Currently, officials say, Washington’s gas tax is the primary source of revenue for the state’s transportation department. Washington Department of Transportation Communications Director Lars Erickson said there are other minor funding mechanisms such as licensing and permitting fees that may send some cash to highway preservation projects, but the gas tax is the largest fund available for roadway improvements at both the state and local level - and it’s dying.
“The gas tax itself is not going to survive forever,” said Reema Griffith, executive director of Washington Transportation Commission. “And the reason it’s not a long-term sustainable source anymore is basically cars are becoming more and more fuel efficient.”
Griffith said 20 mpg is the current average for vehicles in the state, and forecasters expect that average to reach 35 mpg by 2035. Griffith said these are conservative estimates, and her agency believes mpg rates will rise much quicker than forecast. This is partially due to the fact that vehicle manufacturers are spending billions of dollars transitioning away from fossil fuels, Griffith said.
“If you think about going from 20 miles per gallon to 35 miles per gallon by 2035, that equates to about a 45% reduction in our gas tax revenues,” Griffith said. “You can’t rely on something that’s consumption based when people are simply going to consume less fuel every year.”
Pullman Public Works Director Kevin Gardes said the fuel tax revenue Pullman receives is applied to the city’s street fund and arterial street fund.
“I don’t know if it’s quite a third, but it’s a significant portion of both funds’ revenue,” Gardes said.
Since simply increasing the gas tax is viewed as a short-term solution, some states, including Washington, are experimenting with other forms of taxation.
“In Washington, the state Transportation Commission, which is separate from our transportation agency, is doing a pilot project on the road user charge,” Erickson said. “That’s the concept of people pay a small - it would probably be equivalent to today’s gas tax - charge for the miles they use as opposed to the gallons of gas.”

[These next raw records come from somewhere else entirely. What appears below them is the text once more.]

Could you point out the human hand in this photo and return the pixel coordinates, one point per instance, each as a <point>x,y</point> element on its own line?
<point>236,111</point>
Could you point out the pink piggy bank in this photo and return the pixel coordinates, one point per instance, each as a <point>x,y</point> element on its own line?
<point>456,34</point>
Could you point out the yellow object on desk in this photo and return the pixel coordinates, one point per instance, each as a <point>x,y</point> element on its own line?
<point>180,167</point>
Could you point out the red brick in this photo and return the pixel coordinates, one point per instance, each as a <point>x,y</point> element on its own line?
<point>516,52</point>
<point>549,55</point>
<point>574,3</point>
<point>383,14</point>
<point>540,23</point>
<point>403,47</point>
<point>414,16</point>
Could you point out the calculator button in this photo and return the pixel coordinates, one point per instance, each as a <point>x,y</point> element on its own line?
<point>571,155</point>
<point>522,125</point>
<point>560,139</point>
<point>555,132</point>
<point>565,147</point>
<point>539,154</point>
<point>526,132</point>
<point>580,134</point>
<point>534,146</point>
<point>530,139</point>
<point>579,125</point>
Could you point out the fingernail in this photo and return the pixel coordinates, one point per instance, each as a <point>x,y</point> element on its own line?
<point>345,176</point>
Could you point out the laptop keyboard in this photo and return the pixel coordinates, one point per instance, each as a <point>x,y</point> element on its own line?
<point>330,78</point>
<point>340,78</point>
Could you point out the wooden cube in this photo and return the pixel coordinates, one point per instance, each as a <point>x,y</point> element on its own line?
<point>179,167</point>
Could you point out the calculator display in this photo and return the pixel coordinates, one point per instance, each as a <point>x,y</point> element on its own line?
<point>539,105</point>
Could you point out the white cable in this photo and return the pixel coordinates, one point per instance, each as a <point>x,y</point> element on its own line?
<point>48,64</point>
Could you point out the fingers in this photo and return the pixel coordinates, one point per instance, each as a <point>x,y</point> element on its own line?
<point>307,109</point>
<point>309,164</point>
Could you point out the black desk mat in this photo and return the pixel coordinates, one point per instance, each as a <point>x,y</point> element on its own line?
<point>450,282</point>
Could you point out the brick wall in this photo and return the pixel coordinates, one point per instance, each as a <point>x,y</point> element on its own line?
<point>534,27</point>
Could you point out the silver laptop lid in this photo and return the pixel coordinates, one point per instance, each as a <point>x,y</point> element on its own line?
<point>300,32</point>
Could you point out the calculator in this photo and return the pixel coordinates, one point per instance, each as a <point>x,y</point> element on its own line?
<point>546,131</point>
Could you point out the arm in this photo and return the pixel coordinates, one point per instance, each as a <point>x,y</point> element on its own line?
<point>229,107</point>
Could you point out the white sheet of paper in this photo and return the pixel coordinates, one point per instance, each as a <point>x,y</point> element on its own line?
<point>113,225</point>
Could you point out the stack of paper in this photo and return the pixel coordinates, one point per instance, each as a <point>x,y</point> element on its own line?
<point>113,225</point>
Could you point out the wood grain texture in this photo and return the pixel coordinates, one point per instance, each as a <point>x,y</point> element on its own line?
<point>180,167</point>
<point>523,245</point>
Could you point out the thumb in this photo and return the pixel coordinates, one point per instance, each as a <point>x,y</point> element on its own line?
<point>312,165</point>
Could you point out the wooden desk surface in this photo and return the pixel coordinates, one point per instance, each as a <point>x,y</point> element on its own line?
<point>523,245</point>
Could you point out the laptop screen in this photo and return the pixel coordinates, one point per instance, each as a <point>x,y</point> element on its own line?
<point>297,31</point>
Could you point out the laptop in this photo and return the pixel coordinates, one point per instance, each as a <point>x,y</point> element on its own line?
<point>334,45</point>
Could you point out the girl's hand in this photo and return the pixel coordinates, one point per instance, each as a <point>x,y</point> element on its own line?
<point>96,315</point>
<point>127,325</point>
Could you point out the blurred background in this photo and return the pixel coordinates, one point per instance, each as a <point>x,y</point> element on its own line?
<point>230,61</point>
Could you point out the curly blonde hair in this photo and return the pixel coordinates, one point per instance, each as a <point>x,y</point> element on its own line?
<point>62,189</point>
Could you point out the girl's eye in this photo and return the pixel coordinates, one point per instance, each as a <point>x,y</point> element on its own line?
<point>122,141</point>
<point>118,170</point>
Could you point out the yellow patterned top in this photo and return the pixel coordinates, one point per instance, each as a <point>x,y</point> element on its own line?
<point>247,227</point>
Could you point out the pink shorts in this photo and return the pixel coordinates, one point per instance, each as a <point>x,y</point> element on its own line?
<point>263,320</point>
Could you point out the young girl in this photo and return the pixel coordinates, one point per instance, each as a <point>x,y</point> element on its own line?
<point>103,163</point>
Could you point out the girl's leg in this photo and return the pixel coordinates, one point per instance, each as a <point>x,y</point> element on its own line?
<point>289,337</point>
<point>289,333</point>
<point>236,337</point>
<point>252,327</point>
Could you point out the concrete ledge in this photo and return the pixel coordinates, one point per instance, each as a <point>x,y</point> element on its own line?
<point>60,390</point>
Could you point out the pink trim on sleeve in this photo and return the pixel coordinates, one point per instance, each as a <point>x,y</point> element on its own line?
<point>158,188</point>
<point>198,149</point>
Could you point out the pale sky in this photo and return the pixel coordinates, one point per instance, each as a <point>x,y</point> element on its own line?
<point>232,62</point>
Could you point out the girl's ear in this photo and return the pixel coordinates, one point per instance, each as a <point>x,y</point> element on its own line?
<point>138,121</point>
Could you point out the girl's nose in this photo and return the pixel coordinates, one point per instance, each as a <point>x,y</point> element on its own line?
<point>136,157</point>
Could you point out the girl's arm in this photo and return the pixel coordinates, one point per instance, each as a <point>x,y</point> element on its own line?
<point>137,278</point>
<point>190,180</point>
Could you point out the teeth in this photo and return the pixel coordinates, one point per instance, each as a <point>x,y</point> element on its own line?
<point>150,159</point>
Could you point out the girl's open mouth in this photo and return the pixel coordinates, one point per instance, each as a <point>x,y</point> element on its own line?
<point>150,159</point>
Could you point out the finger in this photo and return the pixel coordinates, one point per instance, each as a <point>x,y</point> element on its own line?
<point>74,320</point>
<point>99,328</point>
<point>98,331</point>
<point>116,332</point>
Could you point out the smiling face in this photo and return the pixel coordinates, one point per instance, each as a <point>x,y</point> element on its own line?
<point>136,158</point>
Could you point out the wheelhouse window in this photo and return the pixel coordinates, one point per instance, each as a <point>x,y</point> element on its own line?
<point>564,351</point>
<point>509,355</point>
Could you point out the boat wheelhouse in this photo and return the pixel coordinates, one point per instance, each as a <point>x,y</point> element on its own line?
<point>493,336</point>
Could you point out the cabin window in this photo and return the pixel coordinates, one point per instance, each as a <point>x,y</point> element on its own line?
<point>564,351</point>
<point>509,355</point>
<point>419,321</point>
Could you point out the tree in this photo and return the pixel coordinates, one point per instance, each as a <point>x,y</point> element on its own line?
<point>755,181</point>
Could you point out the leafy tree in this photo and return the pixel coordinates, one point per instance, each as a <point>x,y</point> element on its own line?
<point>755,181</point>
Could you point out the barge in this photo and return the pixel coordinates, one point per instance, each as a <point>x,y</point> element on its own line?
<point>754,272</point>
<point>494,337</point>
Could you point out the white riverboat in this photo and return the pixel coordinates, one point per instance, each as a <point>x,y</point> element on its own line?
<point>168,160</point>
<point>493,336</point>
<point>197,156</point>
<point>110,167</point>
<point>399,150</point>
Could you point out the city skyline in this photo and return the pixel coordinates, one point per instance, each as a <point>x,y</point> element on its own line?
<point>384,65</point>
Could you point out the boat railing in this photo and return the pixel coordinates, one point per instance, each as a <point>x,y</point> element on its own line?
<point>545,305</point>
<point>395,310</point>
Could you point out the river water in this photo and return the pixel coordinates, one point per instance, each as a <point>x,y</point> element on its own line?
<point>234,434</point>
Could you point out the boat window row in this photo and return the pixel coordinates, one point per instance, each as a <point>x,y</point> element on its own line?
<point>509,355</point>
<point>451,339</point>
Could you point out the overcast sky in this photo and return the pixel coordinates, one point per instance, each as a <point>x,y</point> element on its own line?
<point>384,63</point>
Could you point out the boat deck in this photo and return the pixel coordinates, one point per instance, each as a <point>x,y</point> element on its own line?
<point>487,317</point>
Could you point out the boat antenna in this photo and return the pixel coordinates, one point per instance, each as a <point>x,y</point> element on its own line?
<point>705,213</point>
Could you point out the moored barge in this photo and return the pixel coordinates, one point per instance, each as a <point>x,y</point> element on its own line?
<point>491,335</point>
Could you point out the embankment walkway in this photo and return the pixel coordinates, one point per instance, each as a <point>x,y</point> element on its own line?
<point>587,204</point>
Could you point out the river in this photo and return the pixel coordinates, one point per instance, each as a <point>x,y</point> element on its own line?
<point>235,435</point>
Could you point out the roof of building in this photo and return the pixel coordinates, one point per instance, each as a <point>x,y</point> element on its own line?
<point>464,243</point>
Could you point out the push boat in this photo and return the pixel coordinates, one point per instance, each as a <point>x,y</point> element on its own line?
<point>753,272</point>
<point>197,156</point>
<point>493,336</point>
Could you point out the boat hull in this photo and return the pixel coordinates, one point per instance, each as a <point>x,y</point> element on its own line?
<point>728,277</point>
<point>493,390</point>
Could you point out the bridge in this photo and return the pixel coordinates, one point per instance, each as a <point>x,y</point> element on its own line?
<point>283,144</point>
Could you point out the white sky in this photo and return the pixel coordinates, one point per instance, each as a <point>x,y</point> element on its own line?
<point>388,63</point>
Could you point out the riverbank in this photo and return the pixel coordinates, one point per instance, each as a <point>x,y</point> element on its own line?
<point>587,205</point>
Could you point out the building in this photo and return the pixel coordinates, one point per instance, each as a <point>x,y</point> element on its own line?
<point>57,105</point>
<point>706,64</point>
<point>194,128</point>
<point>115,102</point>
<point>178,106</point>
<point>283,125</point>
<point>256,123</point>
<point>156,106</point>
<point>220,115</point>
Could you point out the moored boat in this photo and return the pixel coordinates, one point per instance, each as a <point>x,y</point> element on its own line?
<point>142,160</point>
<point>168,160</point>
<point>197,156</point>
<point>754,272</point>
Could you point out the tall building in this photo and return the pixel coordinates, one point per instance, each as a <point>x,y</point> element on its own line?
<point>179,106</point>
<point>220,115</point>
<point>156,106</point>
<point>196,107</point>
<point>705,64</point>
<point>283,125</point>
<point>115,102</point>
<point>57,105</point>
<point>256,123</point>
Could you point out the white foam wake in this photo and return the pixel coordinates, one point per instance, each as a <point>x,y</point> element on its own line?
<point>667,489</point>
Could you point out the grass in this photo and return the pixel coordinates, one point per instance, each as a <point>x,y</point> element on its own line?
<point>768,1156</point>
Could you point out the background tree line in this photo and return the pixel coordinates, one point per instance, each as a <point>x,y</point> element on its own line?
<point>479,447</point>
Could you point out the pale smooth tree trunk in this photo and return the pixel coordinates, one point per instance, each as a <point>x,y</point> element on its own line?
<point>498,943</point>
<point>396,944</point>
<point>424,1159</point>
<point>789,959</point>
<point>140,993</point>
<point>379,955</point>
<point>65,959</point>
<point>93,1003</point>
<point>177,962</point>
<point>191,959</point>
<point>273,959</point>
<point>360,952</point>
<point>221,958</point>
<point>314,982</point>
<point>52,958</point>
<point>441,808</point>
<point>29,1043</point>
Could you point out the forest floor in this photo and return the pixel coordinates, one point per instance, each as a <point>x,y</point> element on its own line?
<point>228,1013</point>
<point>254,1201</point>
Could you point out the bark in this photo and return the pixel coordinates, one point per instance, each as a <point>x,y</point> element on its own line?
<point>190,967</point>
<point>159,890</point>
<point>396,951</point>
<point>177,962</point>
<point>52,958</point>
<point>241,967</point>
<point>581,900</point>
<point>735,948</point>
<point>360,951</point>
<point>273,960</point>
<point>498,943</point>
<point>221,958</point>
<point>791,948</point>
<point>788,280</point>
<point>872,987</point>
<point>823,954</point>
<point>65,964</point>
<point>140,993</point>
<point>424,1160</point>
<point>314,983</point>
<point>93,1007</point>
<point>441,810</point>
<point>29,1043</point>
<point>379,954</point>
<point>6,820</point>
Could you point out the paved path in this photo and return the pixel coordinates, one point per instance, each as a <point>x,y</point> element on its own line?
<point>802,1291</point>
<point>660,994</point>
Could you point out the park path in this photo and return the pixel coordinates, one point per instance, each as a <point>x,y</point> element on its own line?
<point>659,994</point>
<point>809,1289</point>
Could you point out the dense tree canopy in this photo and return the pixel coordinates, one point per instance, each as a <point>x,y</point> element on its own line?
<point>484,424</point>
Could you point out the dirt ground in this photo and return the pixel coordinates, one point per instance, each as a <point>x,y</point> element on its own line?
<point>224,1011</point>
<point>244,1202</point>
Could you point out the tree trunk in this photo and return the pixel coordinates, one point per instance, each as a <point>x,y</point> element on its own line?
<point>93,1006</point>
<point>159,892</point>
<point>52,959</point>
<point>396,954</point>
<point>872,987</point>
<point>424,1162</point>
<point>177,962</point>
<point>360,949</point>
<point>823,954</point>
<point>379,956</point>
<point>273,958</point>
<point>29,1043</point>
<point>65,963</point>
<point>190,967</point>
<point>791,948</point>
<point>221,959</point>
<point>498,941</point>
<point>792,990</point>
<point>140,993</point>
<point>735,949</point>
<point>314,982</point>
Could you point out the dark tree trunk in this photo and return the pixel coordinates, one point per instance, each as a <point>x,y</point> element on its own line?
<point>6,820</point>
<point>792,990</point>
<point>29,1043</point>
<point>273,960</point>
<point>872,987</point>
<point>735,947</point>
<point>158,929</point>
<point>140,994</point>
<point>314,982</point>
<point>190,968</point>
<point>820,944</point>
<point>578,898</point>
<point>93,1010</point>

Griffith said her agency plans to launch the pilot program in early 2018, and it is still looking for applicants. She said the program will involve 2,000 people statewide, and rural drivers who must drive further to reach essential services will make up an important component of the project.
“We really need folks in rural areas like Pullman and elsewhere to participate,” Griffith said. “It’s not saying you endorse or like the idea of paying by the mile, it’s really making sure you’re kind of part of that process and that discussion.”